I doubt you're retconning. The morning before the leap second I warned my family "there's a leap second coming - our systems might do weird things!" Later that day my sibling's Chromium and Git Gui started eating the CPU, and later my own Firefox did (and a few other programs too). It rarely happens for either of us that multiple programs randomly eat the CPU!

The leap second bug

Posted Jul 2, 2012 23:21 UTC (Mon) by adamgundy (subscriber, #5418) [Link] (1 responses)

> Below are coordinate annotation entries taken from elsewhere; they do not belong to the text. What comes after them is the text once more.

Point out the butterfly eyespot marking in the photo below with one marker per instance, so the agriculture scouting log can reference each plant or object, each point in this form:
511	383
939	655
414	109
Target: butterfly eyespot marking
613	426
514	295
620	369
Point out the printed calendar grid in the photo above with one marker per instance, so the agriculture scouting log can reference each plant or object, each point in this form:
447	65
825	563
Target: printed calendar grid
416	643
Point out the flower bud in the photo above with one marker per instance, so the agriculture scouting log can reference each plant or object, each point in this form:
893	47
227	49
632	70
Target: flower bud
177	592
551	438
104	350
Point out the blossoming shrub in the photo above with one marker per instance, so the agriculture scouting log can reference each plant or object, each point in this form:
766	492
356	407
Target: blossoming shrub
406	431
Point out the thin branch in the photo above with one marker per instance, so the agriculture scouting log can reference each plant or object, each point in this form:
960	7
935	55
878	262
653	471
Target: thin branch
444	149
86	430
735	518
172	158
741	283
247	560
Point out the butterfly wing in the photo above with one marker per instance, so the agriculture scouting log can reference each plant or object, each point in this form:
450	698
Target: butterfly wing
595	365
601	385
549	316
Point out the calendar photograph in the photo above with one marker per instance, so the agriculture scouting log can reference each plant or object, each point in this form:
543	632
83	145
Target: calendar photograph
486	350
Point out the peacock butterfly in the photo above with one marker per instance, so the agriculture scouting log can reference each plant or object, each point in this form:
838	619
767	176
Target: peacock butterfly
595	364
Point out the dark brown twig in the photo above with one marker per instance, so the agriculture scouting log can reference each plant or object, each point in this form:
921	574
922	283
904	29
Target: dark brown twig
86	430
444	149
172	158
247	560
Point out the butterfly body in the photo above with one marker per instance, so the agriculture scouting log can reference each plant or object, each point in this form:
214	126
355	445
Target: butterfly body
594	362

just a warning: I've seen some very odd behavior with 'clearing' the bug by setting the date, then stopping/starting ntpd. it seems to throw the time forward an hour plus some minutes. waiting a minute or two before starting ntpd seems to be OK..

The leap second bug

Posted Jul 2, 2012 23:27 UTC (Mon) by adamgundy (subscriber, #5418) [Link]

sigh. spoke too soon. at some point after the initial date reset, possibly in combination with ntpd (and maybe not..) the time appears to jump forward to the next nearest hour. this may cause havoc, depending on your software. ntpdate will fix it, but you have to wait for it to happen (5-10 minutes?), then use ntpdate to correct the problem.

The leap second bug

Posted Jul 2, 2012 23:41 UTC (Mon) by camh (guest, #289) [Link]

If date -s "`date`" does not work for you (invalid date), you may need to run date -s "`LC_ALL=C date`" instead. At least I had to for my locale (en_AU.UTF-8)

The leap second bug

Posted Jul 3, 2012 1:57 UTC (Tue) by kevinm (guest, #69913) [Link] (1 responses)

It can cause more than just load spikes - I had a Debian Lenny machine freeze solid at precisely midnight UTC.

The leap second bug

Posted Jul 3, 2012 4:38 UTC (Tue) by adisaacs (subscriber, #53996) [Link]

That's a different bug, 6b43ae8a619d (ntp: Fix leap-second hrtimer livelock).

The leap second bug

Posted Jul 3, 2012 13:55 UTC (Tue) by welinder (guest, #4699) [Link]

We need to source a rather large number of brown paper bags.

Seriously, we _knew_ something unusual time-wise was coming up.
We didn't test what would happen. As a community -- developers
and technical users -- that's an embarrassment! Brown bags for
everyone.

It's like sales tax being considered an unexpected expense.